In 1799 Napoleon Bonaparte allowed free exercise of worship following the end of the wars of the Vendée.
He was appointed to the parish of la Jonchère on 31 July 1801 at Chavagnes-en-Paillers. In 1803 a seminary was established in Chavagnes - now a part of Chavagnes International College.

Baudouin would visit the sick in the night dressed in disguise. He was a driving force for Marian devotion and constant reception of the sacraments.

In 1805 he undertook the beginning of a small society of the children of Mary. This became the twin congregations of the Sons of Mary Immaculate and the Ursulines of Jesus.

In 1812 the seminary of Chavagnes was transferred, on the orders of Napoleon, to La Rochelle. Baudouin moved to La Rochelle where he was appointed as the superior of the seminary and as the vicar general of the diocese.

In 1821 the diocese of Luçon was restored and Chavagnes once again became the major seminary; Baudouin was re-appointed as its rector as well as being vicar general of the diocese.

Baudouin - in 1829 - retired to Chavagnes-en-Paillers.
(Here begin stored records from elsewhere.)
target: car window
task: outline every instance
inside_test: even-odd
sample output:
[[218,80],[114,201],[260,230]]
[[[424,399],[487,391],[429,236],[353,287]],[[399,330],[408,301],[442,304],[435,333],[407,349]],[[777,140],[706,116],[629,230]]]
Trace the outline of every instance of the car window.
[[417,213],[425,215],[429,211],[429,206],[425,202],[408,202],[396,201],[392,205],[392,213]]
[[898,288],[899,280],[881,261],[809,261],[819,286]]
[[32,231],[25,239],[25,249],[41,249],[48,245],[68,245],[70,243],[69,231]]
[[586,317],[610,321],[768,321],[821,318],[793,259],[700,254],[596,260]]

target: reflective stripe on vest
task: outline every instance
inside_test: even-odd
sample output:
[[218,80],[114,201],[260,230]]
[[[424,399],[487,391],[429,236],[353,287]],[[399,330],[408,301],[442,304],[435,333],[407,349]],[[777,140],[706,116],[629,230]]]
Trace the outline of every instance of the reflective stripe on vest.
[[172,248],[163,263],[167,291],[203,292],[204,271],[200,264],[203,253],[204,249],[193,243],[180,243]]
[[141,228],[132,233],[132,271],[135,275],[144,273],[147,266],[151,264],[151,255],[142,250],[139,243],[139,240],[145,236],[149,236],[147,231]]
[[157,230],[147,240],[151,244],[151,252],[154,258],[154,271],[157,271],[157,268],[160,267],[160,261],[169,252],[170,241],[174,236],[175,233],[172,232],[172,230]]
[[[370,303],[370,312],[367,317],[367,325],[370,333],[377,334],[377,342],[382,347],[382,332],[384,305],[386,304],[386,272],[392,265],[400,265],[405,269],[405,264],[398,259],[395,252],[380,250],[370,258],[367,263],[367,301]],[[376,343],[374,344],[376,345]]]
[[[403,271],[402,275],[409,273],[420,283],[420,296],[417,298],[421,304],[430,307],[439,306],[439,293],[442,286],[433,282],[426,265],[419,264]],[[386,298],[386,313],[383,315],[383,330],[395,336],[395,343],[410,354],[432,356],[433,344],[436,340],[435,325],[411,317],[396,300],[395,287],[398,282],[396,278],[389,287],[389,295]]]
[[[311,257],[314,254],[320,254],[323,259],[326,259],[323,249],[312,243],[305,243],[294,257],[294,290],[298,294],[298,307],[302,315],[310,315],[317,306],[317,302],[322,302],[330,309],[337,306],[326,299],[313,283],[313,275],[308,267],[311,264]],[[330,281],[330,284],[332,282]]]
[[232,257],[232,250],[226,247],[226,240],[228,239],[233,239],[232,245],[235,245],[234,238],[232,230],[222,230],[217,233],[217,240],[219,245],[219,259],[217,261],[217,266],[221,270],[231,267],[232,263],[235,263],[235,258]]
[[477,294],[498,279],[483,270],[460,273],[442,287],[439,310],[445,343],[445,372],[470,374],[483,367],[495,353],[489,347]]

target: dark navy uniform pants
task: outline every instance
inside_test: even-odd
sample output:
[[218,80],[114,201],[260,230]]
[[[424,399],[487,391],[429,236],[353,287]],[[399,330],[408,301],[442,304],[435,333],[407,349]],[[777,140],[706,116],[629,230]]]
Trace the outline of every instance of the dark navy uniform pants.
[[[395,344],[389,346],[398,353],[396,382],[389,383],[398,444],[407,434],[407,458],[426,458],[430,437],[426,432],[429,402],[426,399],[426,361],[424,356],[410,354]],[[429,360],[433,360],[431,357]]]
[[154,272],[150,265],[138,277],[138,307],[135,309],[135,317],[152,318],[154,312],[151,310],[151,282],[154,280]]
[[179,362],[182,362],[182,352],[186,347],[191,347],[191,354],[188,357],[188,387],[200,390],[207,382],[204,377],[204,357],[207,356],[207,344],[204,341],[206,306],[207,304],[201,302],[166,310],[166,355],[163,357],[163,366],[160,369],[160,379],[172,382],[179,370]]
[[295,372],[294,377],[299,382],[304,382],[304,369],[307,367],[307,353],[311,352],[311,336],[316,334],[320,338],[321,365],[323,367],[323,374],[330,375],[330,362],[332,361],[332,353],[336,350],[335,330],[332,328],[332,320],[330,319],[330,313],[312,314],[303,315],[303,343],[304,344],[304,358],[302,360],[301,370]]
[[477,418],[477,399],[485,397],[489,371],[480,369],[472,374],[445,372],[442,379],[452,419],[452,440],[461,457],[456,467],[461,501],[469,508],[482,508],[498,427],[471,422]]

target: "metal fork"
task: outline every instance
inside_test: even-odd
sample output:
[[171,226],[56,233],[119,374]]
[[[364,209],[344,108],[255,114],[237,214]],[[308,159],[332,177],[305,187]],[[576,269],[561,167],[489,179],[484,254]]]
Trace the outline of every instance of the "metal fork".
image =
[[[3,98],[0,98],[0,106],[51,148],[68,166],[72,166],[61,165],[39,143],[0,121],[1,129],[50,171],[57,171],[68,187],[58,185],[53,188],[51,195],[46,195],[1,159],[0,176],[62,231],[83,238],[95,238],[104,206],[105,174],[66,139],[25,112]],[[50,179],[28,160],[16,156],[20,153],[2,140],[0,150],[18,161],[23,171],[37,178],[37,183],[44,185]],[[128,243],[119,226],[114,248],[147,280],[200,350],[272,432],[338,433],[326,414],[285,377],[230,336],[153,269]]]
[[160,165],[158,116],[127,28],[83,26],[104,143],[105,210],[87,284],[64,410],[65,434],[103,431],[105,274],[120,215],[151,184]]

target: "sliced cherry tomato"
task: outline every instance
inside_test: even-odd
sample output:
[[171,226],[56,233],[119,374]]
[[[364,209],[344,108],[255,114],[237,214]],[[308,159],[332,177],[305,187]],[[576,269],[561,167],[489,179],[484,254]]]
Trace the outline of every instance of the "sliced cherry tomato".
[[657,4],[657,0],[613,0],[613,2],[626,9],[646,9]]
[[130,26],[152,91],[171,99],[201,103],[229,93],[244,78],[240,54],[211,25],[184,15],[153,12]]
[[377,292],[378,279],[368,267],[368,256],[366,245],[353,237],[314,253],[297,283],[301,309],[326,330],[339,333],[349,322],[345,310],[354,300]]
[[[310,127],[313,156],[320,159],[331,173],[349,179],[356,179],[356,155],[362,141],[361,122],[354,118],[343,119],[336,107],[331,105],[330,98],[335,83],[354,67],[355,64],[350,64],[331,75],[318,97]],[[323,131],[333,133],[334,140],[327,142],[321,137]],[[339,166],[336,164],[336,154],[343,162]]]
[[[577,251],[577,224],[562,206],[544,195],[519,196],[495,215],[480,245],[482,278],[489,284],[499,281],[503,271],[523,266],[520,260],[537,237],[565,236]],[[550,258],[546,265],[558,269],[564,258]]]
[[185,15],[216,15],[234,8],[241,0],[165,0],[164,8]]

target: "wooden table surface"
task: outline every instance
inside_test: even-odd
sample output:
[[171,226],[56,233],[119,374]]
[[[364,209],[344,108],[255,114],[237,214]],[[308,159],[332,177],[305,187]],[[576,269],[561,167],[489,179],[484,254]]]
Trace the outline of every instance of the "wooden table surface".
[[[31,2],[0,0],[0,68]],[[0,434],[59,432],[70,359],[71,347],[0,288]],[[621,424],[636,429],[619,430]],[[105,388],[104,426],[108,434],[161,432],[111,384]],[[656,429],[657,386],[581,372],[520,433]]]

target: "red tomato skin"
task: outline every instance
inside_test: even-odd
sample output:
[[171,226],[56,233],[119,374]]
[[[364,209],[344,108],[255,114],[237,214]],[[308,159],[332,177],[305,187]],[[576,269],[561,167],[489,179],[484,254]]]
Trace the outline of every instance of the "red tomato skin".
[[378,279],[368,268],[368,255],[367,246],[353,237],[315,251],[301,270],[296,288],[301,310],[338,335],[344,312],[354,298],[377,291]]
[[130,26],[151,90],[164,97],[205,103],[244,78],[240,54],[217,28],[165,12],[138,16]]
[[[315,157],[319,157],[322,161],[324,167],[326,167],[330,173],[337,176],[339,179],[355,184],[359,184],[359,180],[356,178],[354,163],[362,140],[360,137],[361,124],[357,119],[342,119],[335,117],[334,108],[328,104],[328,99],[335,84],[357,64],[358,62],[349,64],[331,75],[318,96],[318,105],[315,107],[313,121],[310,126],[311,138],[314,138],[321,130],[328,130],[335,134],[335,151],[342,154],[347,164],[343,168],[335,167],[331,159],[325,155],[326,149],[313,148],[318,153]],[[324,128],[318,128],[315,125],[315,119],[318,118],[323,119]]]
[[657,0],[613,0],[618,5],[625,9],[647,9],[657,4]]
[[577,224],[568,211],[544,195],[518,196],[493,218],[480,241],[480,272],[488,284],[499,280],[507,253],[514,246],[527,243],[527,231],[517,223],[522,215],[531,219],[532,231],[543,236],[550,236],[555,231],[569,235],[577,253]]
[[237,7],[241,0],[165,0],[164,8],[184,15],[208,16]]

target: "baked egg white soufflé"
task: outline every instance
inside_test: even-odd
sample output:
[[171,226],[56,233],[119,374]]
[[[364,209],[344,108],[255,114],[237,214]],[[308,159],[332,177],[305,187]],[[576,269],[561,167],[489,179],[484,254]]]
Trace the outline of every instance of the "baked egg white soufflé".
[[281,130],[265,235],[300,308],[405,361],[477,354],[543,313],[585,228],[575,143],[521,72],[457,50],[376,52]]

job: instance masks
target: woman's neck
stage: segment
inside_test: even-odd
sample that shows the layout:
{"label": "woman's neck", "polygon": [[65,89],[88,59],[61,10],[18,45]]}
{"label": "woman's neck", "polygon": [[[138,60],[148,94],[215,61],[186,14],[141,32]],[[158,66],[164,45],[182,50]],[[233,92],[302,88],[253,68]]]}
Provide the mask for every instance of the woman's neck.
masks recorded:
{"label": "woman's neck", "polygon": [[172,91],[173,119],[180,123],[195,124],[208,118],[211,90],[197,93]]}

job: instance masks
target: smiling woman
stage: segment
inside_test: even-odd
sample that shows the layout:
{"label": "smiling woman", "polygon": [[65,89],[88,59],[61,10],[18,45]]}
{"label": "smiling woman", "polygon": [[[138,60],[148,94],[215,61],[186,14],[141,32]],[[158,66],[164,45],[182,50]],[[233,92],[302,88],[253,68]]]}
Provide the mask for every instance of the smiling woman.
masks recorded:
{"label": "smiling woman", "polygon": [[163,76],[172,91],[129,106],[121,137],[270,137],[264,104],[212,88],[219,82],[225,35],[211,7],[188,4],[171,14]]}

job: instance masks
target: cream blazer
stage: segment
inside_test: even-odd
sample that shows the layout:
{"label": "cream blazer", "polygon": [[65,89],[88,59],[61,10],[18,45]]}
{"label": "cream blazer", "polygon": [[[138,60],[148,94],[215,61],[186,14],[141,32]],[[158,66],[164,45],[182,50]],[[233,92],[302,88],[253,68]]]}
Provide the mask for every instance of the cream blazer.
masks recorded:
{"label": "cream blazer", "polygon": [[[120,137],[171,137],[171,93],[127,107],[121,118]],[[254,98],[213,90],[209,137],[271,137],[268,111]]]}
He died there at the age of 69.

==Beatification cause==
The cause of beatification commenced in France and spanned from 1864-5 which also bestowed upon him the title of Servant of God. Despite the fact that the cause commenced at this stage the formal introduction of the cause was on 7 September 1871 under Pope Pius IX. It continued on a local level and the two processes were ratified on 26 August 1911.

The Positio - the documentation on his life of heroic virtue - was sent to the Congregation for the Causes of Saints in 1996 for further evaluation. Pope Benedict XVI recognized his heroic virtue on 20 December 2012 and declared him to be Venerable.

A miracle alleged to have been of his intercession was also investigated and the process that investigated the miracle was validated on 2 April 2009. The medical board that works for the Congregation for the Causes of Saints approved the miracle on 21 March 2013.